In fact, based on some metrics, things have become much worse.
"It has not taken us to affordability," said Tsur Sommerville, a professor at UBC's Sauder School of Business.
"You have two effects when you raise the foreign buyers tax. You might chase people totally out of the market but maybe incentivize buying a smaller property. And perversely, that can be bad for affordability."
Here are five charts that show what's changed in the region's housing market.
1. Home prices stable ...
After the tax was implemented, the price of detached homes did fall throughout the region. The average price of a single-family property in the area overseen by the Real Estate Board of Greater Vancouver was at one point down 20 per cent from its monthly high of $1.83 million.
And while figures have crept back up since then, this graph shows the median sale price of detached properties in Vancouver and adjacent municipalities is about the same as before the foreign buyers tax.
2 ... but apartment prices are up
However, whatever freeze happened for detached homes didn't apply to apartments.
Since the foreign buyers tax was implemented, the median prices of apartments in Vancouver, Richmond and Burnaby have risen by between 22 and 29 per cent — around the same rate of growth prior to the tax coming in.

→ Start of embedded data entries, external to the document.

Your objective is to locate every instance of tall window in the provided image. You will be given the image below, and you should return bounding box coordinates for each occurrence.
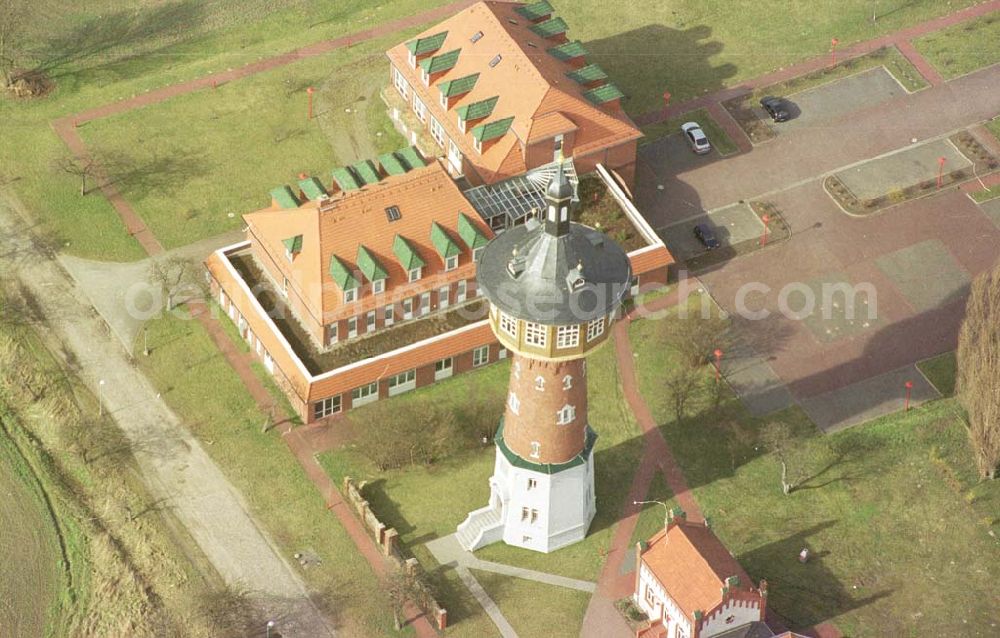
[524,321,546,348]
[556,405,576,425]
[313,394,340,419]
[472,346,490,368]
[587,317,604,341]
[556,324,580,348]
[500,312,517,339]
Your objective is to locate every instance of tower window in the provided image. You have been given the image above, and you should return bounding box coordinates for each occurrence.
[556,405,576,425]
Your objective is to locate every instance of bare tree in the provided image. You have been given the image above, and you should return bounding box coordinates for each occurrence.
[660,314,733,367]
[958,265,1000,479]
[52,154,100,197]
[0,0,30,87]
[664,366,701,423]
[760,421,799,495]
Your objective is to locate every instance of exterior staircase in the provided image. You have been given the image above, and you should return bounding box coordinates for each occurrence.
[455,505,503,552]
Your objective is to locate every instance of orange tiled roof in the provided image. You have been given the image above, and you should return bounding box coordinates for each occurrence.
[387,1,642,182]
[243,161,493,317]
[642,518,750,621]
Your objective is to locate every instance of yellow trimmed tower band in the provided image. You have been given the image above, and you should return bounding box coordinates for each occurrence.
[457,165,632,552]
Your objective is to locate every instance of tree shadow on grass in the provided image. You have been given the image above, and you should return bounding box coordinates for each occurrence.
[34,0,205,84]
[584,24,738,115]
[736,520,892,629]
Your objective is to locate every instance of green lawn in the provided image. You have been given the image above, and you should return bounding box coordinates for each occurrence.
[553,0,972,115]
[471,570,590,638]
[138,308,410,636]
[630,322,1000,636]
[913,12,1000,78]
[917,352,957,397]
[642,109,738,156]
[80,34,405,248]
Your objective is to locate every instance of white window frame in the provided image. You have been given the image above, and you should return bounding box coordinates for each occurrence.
[556,404,576,425]
[500,312,518,339]
[430,115,444,148]
[556,324,580,349]
[507,391,521,415]
[434,357,455,381]
[524,321,548,348]
[351,381,378,408]
[472,346,490,368]
[389,368,417,397]
[587,317,604,341]
[313,394,343,419]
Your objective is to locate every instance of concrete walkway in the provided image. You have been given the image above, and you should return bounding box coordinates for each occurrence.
[0,192,334,638]
[426,534,597,593]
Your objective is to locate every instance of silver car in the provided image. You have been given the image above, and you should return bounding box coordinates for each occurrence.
[681,122,712,155]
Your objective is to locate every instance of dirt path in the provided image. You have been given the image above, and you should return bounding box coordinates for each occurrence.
[0,192,334,638]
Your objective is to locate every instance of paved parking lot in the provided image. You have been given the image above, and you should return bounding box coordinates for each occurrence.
[758,66,906,135]
[658,204,764,261]
[836,140,972,200]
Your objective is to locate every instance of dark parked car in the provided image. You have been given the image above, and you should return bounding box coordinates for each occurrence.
[760,95,789,122]
[694,224,719,250]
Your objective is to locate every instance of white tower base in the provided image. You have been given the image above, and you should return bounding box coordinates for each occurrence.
[456,428,597,553]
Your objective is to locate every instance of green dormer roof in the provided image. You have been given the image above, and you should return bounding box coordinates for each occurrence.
[396,146,427,170]
[472,116,514,143]
[281,235,302,255]
[358,246,389,281]
[406,31,448,55]
[392,235,424,271]
[458,213,490,250]
[543,39,587,61]
[455,96,500,122]
[431,222,462,259]
[351,160,380,184]
[330,255,358,290]
[566,64,608,84]
[378,153,407,175]
[333,166,361,191]
[531,18,569,38]
[420,49,462,75]
[515,0,552,20]
[271,185,301,208]
[583,82,625,104]
[299,177,329,199]
[438,73,479,97]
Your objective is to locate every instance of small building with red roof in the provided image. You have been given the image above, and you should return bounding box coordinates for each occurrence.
[632,508,774,638]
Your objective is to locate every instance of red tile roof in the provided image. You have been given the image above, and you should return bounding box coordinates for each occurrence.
[387,1,642,182]
[641,518,750,621]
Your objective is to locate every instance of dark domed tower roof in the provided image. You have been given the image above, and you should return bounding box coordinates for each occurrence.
[476,169,632,325]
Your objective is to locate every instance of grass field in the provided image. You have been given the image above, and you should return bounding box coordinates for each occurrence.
[140,306,410,636]
[913,13,1000,78]
[630,322,1000,636]
[0,422,67,637]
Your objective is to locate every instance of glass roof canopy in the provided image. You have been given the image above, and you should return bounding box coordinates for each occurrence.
[465,159,579,233]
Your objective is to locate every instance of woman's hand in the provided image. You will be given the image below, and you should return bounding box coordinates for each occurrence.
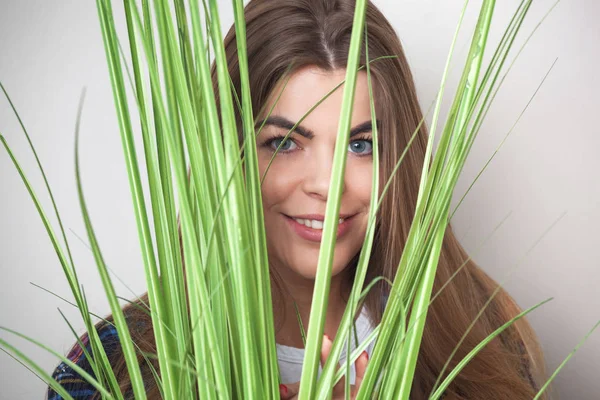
[279,335,369,400]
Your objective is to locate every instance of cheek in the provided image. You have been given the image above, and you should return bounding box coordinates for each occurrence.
[345,160,373,205]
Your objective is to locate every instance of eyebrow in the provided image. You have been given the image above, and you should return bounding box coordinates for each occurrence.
[256,115,381,139]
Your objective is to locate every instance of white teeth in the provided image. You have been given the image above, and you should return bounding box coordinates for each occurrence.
[294,218,344,230]
[312,220,323,229]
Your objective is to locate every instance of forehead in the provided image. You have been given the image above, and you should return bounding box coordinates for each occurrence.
[264,66,371,124]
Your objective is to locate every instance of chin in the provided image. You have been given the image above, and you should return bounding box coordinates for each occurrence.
[290,252,351,281]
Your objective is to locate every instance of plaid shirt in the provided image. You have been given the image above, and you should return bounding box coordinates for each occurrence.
[48,322,119,400]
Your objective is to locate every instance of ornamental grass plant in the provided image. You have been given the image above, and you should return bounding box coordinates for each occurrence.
[0,0,597,400]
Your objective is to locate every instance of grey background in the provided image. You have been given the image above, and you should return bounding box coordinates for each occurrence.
[0,0,600,399]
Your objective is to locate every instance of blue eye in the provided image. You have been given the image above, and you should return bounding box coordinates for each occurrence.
[348,139,373,156]
[269,137,297,152]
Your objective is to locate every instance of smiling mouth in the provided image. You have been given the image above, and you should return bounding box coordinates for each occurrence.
[289,217,348,230]
[283,214,357,242]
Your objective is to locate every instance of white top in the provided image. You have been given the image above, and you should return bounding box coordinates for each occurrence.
[276,307,375,384]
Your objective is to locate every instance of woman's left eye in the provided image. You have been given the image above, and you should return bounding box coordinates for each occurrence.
[348,139,373,156]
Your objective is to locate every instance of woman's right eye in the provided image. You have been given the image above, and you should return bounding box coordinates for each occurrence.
[269,137,298,152]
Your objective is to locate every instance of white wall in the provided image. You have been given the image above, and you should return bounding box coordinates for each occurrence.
[0,0,600,399]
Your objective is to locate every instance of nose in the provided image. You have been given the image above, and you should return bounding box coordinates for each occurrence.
[302,146,346,201]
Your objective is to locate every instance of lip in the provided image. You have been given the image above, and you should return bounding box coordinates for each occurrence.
[282,214,356,242]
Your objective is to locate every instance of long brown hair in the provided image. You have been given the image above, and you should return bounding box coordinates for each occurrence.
[70,0,546,400]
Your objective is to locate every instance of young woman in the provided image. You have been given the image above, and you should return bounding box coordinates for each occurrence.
[49,0,544,400]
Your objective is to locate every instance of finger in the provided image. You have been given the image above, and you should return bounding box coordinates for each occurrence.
[354,351,369,390]
[279,382,300,400]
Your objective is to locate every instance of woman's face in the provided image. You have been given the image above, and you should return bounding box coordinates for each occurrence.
[257,67,373,280]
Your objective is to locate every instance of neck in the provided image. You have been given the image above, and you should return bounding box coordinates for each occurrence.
[272,270,348,348]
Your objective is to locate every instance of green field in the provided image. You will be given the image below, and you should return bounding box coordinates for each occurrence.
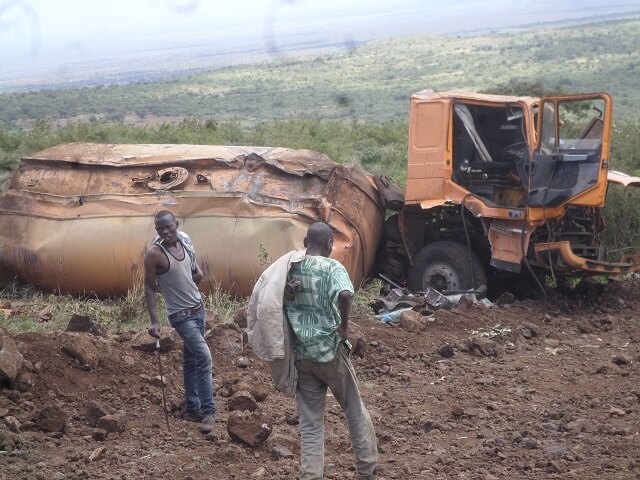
[0,20,640,126]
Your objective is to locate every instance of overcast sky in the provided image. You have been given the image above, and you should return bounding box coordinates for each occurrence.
[0,0,640,76]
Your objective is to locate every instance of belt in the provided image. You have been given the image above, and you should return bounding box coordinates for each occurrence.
[169,303,204,322]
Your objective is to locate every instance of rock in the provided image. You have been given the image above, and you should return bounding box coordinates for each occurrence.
[213,322,244,358]
[59,333,100,368]
[228,390,258,412]
[230,382,271,402]
[398,310,421,332]
[611,353,633,366]
[271,445,294,460]
[85,400,115,427]
[607,407,627,417]
[4,417,20,433]
[96,413,127,433]
[140,375,169,388]
[67,314,107,337]
[13,370,36,392]
[495,292,516,306]
[437,343,453,358]
[227,411,271,447]
[88,447,107,463]
[35,404,67,432]
[131,327,179,353]
[236,357,250,368]
[91,428,109,442]
[576,322,594,334]
[544,443,567,460]
[461,335,499,357]
[0,329,24,387]
[0,430,20,452]
[596,365,609,375]
[233,307,247,328]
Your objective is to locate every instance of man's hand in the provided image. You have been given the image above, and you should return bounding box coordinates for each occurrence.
[284,280,302,303]
[147,325,160,338]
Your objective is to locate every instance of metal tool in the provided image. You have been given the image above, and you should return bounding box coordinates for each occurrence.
[156,338,170,430]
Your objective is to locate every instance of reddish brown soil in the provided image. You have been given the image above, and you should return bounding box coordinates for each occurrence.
[0,284,640,480]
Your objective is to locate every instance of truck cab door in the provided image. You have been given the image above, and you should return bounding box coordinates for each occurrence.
[522,93,611,208]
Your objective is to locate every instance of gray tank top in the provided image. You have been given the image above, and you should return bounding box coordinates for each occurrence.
[157,243,202,315]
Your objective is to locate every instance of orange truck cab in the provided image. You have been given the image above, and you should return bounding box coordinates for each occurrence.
[379,91,640,292]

"Over the last year and a half, there's been a real separation in those two markets," said Tom Davidoff, another professor at UBC's Sauder School of Business, though he said some of the rise could be attributed to presales prior to the foreign buyers tax being recorded as units got completed.

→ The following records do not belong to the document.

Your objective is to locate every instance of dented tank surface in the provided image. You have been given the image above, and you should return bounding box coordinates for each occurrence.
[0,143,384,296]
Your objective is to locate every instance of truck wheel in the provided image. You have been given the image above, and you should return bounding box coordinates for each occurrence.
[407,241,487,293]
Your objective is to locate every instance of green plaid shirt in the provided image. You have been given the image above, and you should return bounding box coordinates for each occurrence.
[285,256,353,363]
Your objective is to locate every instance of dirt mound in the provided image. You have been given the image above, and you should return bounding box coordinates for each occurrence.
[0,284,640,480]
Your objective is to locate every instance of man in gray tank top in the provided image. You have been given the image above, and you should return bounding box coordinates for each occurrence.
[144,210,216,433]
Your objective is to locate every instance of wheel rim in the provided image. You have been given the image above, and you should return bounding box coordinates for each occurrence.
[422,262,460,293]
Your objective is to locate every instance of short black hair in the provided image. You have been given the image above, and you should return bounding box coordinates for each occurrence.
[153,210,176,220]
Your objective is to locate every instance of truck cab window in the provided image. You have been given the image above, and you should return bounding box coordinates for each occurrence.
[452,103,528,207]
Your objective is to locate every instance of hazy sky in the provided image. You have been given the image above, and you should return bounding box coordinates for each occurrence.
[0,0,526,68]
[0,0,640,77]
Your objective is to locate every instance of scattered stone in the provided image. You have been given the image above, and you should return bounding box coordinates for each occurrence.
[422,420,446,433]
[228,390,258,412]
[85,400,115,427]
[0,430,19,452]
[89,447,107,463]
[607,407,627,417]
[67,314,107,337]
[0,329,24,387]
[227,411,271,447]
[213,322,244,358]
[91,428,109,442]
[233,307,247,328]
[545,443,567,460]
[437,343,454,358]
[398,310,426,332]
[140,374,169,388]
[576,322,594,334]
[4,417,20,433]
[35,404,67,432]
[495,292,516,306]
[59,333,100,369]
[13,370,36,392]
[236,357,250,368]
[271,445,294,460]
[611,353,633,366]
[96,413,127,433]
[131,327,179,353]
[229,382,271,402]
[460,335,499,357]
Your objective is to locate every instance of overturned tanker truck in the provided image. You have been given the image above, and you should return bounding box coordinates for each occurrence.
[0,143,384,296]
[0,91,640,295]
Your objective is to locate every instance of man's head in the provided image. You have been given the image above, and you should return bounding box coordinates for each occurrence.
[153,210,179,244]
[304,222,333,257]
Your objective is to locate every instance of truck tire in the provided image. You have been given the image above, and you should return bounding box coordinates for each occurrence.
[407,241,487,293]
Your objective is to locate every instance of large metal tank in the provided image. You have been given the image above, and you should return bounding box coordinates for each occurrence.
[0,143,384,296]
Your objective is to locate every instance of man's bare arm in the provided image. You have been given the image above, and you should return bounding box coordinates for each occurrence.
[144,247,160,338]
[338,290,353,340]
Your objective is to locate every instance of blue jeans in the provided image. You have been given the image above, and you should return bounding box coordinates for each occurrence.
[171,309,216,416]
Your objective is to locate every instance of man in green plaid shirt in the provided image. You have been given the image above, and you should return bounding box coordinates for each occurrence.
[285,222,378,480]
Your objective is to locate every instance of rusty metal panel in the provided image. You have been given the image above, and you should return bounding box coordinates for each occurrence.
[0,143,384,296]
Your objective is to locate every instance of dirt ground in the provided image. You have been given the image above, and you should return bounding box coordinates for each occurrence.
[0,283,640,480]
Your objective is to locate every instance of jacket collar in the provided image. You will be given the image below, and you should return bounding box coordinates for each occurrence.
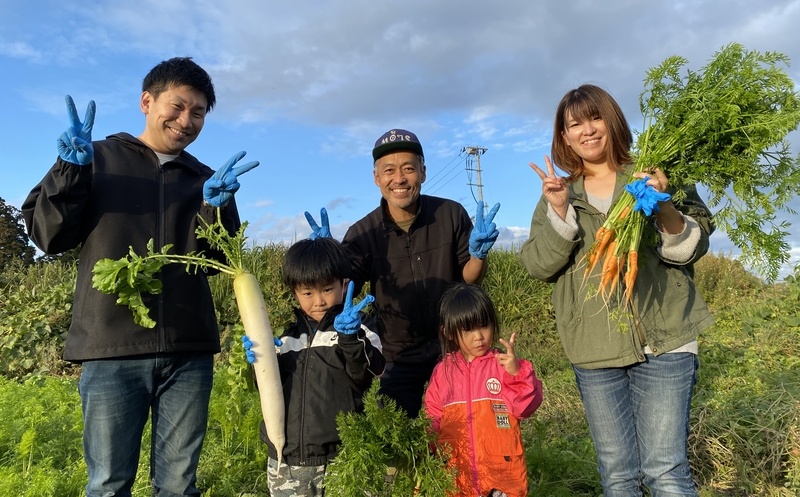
[294,304,344,335]
[569,164,633,205]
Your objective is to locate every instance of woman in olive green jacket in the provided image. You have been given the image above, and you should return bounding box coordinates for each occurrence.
[520,85,713,496]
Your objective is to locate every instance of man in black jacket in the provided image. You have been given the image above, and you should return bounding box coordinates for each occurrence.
[22,57,258,497]
[334,129,500,417]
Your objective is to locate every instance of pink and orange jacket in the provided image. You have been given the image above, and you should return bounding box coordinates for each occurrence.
[418,350,542,497]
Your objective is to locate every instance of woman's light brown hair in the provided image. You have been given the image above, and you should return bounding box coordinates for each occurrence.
[550,84,633,181]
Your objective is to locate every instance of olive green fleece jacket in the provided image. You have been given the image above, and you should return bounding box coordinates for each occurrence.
[520,172,714,369]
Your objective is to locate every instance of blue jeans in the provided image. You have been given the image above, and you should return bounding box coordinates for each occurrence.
[78,354,214,497]
[573,352,698,497]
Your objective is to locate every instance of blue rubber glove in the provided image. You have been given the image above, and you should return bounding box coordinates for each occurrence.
[625,176,672,217]
[469,202,500,259]
[242,335,283,364]
[333,281,375,335]
[203,151,258,207]
[306,207,333,240]
[56,95,96,166]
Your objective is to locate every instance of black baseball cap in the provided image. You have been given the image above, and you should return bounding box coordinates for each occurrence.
[372,129,425,160]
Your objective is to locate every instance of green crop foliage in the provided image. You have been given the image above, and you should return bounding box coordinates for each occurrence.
[0,232,800,497]
[634,43,800,281]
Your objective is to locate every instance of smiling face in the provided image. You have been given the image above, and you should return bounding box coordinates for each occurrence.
[373,151,425,221]
[139,86,208,155]
[561,111,608,165]
[294,280,345,322]
[458,326,493,362]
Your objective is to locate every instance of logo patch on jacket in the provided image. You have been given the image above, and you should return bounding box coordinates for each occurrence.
[492,402,508,413]
[494,414,511,429]
[486,378,502,395]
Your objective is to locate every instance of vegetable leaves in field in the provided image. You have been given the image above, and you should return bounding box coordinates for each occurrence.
[634,43,800,280]
[92,214,247,328]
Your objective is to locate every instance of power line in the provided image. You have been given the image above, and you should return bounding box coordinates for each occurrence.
[461,147,487,202]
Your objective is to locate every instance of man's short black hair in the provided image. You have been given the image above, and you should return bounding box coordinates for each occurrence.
[142,57,217,113]
[283,238,350,292]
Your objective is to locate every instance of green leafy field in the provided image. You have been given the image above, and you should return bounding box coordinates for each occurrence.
[0,245,800,497]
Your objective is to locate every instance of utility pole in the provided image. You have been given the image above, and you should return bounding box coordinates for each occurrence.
[461,147,486,202]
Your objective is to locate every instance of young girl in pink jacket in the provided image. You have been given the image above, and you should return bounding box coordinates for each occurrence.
[425,283,542,497]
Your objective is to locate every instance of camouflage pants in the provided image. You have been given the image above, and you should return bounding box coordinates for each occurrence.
[267,457,327,497]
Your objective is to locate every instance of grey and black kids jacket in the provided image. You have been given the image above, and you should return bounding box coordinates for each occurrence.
[260,304,385,466]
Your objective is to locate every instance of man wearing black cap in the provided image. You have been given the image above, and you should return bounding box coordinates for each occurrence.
[342,129,500,416]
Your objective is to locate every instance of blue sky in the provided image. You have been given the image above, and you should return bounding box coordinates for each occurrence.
[0,0,800,280]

"Not knowing how that might have played out and interacted with foreign buyer purchases makes it a little difficult to drive complete conclusions," he said.
3. Everything up in the suburbs
However, the houses-apartment separation didn't take place as much in the suburbs, where the price of both took a slight pause following the foreign buyers tax, but has continued to increase steadily in the months since, as this chart shows.
Last month several milestones were hit for median prices in areas further from Vancouver. Detached homes eclipsed a million dollars for the first time in Squamish, Surrey Central and Port Coquitlam, while in Abbotsford, the median apartment price broke the $250,000 barrier.
4. Activity up as well
Sometimes, real estate analysts will caution people to look at overall housing activity — that is, new listings and number of sales — over prices as a better indicator of how hot or cool the market is.
In this chart too, the numbers have increased significantly from one year ago, with October sales of homes and apartments up 20 to 50 per cent from the previous year, depending on the region.
5. Foreign buyers increasing
Against this backdrop is the increase in foreign investment for residential real estate, which had fallen off dramatically immediately after the tax was implemented.
Prior to the tax, the only figures the government gave on property transfers involving foreign nationals came over a five-week period on June and July in 2016.
Last week, the government provided updated numbers, showing an intermittent but steady upward trend in the last year, to where the percentage of sales are approximately half of what they were prior to the tax.
Despite the correlation, Sommerville cautioned against making any definitive links at the moment.
"We've got a bit of an uptick, but I don't want to over interpret," he said.
But he said it was something the new government, which to date has not made any major announcements on general housing affordability, should be watching.
"In the short run, you have to look to other taxes that might be better targeted," said Sommerville.
"There's no question that we have not obtained affordability, and, to do that, you have to do more."